Spring Appeal (April 1963)
Summary: Writing on the feast of St. Joseph, she focuses her appeal around Peter Maurin’s call for a philosophy of work and gives examples of “faint beginnings” that illustrate his ideas. (DDLW #802). The Catholic Worker, April 1963, 2.
BELOVED, – Joy be to you always!
(This was one of St. Paul’s greetings.) Here it is time to write to you, our Catholic Worker readers, once again, our semi-annual appeal, for help to continue our work. Our problems are still with us, unemployment and unemployability. Automation is not the whole problem. There will always be destitution of mind and body in many of those around us. We cannot begin to deal with one without dealing with the other. Of course it is better by far that men should be given the means to help themselves. We agree that helping others to “help themselves” is a good thing. But a beginning must be made and often that is a good meal, a place to come to, and the society of others. “It is not good for man to be alone.” Our God said it.
How to give a philosophy of work, that elusive thing Peter Maurin was always talking about. That is a problem that is always with us too. Because if fire is twice bread,
as the Arabs say, work is thrice bread. It is good to write about this on St. Joseph’s Day because he was a worker, on occasion homeless, a displaced person, in exile for a time, but usually with work enough for him and his Son. We know so little about him, only that he worked hard and dreamed when he was troubled, and prayed, but come to think of it, the Gospel did not say anything about his praying. But with the Benedictines, work is prayer. So we need to pray to St. Joseph to teach us how to work, what to work at, and where the work is.
If we had Peter Maurin’s philosophy of work, we would not need to worry. He used to say to people looking for a boss, “fire the bosses.” He used to say, “Work–not wages.” He used to say, “Labor is a gift, not a commodity, to be bought and sold.” All of these are hard sayings, hard to understand and to work out. But to act on them is to make a beginning in building another social order–to lay the first stone in the new city. In all these slums and skid rows of our cities, strangely enough, one sees these ideas in their faint beginnings. The man who makes a push cart out of a discarded baby carriage and collects rags, bottles, cardboard to sell for his rent money; Karl Meyer in Chicago collecting the discarded fruits and broken boxes and dented cans from the trash cans of the alleys of the Gold Coast in Chicago; Ed Forand at our place, going early mornings to the markets to get the discards and to give a token payment. And I remember too one of our early helpers, Charles Rich, who sold gardenias on the street to pay for bed and board and spent the rest of his time in our great libraries studying about God and man.
When I look around us at Chrystie Street’s St. Joseph’s House and at the Peter Maurin Farm I see how many there are among us who havea philosophy of work, earning their own way and responding to the needs of others in all the “service” work of putting meals on the table each day, cleaning, sorting out clothes, and in endless clerical work which goes with so widespread a community as ours, a never ending and time consuming work.
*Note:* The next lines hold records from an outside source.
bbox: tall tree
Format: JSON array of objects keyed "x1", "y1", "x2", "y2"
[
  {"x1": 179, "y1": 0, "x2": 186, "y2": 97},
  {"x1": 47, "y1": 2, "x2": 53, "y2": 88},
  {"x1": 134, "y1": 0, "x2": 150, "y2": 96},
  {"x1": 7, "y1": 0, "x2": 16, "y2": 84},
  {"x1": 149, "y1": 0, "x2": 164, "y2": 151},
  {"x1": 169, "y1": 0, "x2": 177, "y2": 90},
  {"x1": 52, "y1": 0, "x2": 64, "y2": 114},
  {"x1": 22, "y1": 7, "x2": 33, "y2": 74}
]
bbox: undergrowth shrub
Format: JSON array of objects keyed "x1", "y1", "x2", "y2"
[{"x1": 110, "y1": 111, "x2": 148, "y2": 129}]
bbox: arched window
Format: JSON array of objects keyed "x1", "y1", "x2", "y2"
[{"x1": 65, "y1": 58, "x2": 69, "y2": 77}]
It is good to apologize here for all the letter answering we don’t get done, what with too many people around, too much sickness this winter on all sides. Even to visit all our sick in the various city hospitals takes days. Please realize our deep gratitude and know that if you have not been thanked, our Lord blesses you the more abundantly to make up for our lack.
I am praying to St. Joseph to help us work harder, and to prompt your dear hearts to help us again, in the name of God who makes His sun to shine on the just and the unjust and who forgives us all our mistakes, seventy times seven times. May Joy, the light of our souls, be with you always.